History and culture - Eastern Plains
Old Threshers Day in Yuma: a harvest run on steam
Each year the weekend following Labor Day, Yuma fires up antique steam engines and threshing machines and works real wheat the old way, twice a day.
Published June 10, 2026 - Last verified June 15, 2026
Most farm shows park their old machines in a row and let you read a plaque. Yuma does the opposite. The weekend following Labor Day, the Old Threshers grounds and the adjoining county fairgrounds come alive with antique steam engines and tractors that actually run, pulling belts, sawing lumber, and feeding grain into a threshing machine the way crews did a century ago. The organizers say all of the old equipment — horse-drawn, oxen, steam, and early gas tractors — is used as it was meant to be used.
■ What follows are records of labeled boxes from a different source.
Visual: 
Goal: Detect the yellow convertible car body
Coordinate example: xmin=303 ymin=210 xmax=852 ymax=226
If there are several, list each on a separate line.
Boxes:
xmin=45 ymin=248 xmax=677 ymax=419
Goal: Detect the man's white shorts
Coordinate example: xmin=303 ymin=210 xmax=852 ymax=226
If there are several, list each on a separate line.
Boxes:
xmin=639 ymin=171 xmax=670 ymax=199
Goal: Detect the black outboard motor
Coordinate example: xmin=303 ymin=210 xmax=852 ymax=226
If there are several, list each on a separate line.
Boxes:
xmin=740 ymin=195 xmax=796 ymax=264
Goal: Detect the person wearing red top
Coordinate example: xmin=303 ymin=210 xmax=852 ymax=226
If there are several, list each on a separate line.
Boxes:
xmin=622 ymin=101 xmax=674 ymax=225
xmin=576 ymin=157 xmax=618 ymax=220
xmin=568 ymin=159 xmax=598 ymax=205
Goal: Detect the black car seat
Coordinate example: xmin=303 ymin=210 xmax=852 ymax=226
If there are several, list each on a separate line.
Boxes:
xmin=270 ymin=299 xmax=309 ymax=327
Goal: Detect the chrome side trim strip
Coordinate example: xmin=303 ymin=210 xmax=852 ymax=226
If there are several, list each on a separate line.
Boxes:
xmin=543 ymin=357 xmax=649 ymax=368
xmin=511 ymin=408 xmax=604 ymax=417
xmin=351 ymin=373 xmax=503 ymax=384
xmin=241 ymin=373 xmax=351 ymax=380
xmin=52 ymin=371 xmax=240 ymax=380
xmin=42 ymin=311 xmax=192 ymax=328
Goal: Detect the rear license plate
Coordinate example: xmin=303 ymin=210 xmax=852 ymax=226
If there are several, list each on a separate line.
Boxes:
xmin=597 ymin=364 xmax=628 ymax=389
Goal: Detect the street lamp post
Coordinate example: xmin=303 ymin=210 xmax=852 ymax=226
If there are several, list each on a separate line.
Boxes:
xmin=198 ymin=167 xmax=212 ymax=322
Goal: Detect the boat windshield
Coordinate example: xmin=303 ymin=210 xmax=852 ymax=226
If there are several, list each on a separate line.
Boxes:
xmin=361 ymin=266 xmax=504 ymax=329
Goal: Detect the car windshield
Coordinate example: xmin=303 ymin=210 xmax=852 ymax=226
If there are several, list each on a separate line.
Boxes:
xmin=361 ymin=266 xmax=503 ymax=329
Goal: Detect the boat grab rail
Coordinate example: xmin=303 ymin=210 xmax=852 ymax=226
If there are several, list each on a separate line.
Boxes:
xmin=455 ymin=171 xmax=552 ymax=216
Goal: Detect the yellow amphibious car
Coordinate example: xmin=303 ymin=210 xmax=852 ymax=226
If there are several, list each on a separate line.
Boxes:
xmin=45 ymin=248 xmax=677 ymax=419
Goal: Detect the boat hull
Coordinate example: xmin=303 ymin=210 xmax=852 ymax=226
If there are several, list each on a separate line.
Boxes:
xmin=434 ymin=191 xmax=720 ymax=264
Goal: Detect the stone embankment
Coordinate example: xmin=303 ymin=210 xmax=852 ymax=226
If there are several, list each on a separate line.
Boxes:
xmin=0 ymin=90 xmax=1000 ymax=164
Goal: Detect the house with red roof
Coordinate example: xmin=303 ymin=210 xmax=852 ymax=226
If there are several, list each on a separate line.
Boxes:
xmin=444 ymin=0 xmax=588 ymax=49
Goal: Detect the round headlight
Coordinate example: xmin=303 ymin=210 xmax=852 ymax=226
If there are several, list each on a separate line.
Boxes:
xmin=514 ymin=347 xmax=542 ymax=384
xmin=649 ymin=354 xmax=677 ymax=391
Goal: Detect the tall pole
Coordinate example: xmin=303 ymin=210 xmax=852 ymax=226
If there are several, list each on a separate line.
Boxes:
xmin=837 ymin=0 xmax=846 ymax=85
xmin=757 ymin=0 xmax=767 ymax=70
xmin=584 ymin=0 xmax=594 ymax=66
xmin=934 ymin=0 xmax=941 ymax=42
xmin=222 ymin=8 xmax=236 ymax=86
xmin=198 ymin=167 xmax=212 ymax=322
The centerpiece is the wheat threshing itself, run twice daily starting around 10 a.m. on Saturday and Sunday, with a 1936 Case threshing machine and an 1894 sawmill among the rigs in motion. The show has grown from a small neighborly demonstration into a three-day event that draws over 5,000 people and more than 130 exhibitors from many states. Admission is free, parking is free, and there are free shuttles, plus kids’ games and a petting zoo.
If you want the rest of Yuma County’s farm-and-ranch calendar, the Yuma County Fair and its rodeo round out the season; the county says it has built a regional reputation for the fair since 1915. For this year’s exact dates and the daily demonstration schedule, check the official show site at yumaoldthreshers.org.